My dad pitched his tarp while I made a small fire, and we made dinner while watching the day turn to night under the open sky. When the stars came out, it was like nothing I’ve ever seen before. We were in the Hundred Mile Wilderness, so there were no towns for miles. It seemed that there were more stars than sky. My dad and I still look back on that campsite as the most memorable.
Many of the towns were similar; some having a bit more rural charm than others. I think my favorite was Hot Springs, North Carolina. We were stuck there for four days while my father was nursing a shin splint. We stayed at the Sunnybank Inn where there was no wifi and no phone service (gasp). Elmer Hall, the keeper of the Inn, served us delicious vegetarian meals for breakfast and dinner. There was a forest fire in the area, and walking around town at night, it was visible in the mountains. It cast an eerie feeling and was a bit scary.
A person can learn a lot about themselves on a trip like this. Anything you would be willing to share?

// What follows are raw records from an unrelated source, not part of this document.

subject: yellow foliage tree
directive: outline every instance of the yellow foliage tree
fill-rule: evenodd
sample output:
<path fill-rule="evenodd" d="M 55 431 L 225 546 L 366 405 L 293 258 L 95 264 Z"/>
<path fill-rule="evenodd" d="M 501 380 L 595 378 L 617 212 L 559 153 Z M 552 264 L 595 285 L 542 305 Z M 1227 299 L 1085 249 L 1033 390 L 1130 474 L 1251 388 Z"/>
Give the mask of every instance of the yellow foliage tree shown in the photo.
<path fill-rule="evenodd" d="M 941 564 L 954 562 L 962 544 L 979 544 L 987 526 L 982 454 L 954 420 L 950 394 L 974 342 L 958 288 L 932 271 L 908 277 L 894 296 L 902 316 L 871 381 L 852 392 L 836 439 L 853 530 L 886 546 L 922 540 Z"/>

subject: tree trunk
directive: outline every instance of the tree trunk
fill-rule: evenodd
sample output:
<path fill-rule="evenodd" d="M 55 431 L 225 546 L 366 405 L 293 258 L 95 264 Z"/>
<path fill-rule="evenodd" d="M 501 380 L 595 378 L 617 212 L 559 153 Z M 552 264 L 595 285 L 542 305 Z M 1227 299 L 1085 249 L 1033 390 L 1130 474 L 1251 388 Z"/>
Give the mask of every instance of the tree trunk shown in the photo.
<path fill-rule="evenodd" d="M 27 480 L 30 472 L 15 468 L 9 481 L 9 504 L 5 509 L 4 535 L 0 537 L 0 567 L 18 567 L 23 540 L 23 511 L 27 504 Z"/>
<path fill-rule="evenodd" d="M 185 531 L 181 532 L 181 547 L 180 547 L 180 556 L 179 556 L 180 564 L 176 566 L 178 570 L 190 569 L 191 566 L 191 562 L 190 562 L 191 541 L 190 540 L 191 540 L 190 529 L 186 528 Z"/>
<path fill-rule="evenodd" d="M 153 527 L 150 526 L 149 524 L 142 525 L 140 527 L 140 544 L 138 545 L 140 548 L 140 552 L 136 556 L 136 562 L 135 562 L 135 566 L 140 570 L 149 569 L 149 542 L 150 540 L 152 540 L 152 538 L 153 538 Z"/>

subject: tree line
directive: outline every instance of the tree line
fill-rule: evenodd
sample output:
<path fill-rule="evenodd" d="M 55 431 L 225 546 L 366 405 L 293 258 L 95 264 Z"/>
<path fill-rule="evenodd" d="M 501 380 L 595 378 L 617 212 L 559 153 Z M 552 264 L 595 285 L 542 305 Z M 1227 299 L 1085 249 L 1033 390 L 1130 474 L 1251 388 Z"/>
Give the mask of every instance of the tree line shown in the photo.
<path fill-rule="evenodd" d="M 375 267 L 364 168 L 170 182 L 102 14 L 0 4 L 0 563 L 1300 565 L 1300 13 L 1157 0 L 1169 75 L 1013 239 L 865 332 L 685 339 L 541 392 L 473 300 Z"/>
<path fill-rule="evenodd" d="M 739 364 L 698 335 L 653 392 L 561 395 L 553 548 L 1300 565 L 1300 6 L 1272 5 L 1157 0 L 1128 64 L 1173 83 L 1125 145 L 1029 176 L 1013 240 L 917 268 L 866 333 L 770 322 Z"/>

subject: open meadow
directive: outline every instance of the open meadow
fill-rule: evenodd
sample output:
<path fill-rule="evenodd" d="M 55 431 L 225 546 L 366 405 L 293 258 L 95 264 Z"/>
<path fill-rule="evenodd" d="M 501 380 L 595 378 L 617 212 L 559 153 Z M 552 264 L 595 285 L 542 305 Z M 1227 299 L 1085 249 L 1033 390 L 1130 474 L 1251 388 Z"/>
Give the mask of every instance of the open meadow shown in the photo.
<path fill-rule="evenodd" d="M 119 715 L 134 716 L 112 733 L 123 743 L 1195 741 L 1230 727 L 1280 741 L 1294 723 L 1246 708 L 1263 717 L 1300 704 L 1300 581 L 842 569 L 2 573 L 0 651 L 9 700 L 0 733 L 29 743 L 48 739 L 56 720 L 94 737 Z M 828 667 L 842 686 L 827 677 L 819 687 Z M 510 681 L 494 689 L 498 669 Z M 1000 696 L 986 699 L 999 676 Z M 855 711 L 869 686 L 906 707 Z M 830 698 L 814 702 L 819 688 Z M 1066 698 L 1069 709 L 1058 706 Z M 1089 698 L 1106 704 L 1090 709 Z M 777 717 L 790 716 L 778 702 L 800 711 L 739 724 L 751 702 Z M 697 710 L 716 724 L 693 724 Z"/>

I think I re-learned the lesson that if I put my mind to something, I can follow through and accomplish it. Previous to the trail, I had lost direction in life. I think having a vision and working towards it everyday has given me so much confidence to accomplish my goals in everyday life.
You know I must ask some gear related questions. Was there one piece of gear that really shined on your trip? And on the other side, was there a piece that proved to be unnecessary?
There were only a few pieces of gear that lasted the whole trip, one of them being our Jetboil stove. This thing never broke or gave us problems, and we used it A LOT. With many hikers having problems with their PocketRockets and other light-weight options, I thought this piece of gear really stood out.
One of the first pieces of gear I decided to toss was bear mace: not that meetings with bear were altogether uncommon, but the half-pound canister was the easiest thing for me to get rid of. With black bears being a non-aggressive species, as long as I hung my food in a tree at night, I felt safe. I haven’t heard of any hiker carrying mace for more than a couple weeks.
Any gear tips for anyone contemplating hiking the AT?
Do your homework and buy only what you need. Unless you’re planning on going ultralight, it’s not necessary to buy the most expensive options. Always leave some wiggle room in your budget to make changes along the way. A thru-hike is a lengthy endeavor and you don’t want to be stuck with gear that isn’t working for you or that has broken down.
Lastly, what did it feel like to crest Katahdin and kiss that sign after 5 months?
With the experience of the trail behind me, I find this question to be the hardest to explain. I think first it was the relief that once I got off the mountain I didn’t have to hike anymore. Then I was sad because I didn’t have to hike anymore. Then I was scared at the idea of returning home. What would life look like for me now? All these thoughts swirled through my brain while I hiked to the top in the early morning hours of that late September day.
When I got to the sign, it wasn’t some crazy whirlwind of emotion that swept over me. I was proud of myself and my dad, but finishing wasn’t the trip. It was the 2,190 miles, the experiences, the people, the place, the hardships and achievements. Never was the adage more true; it’s not the destination, but the journey. My memories of the AT, and the effect it had on me, will only be measured in my life afterwards.
But, still, I climbed that sign and screamed at the top of my lungs in victory. We had done what we had come to do, and it felt great.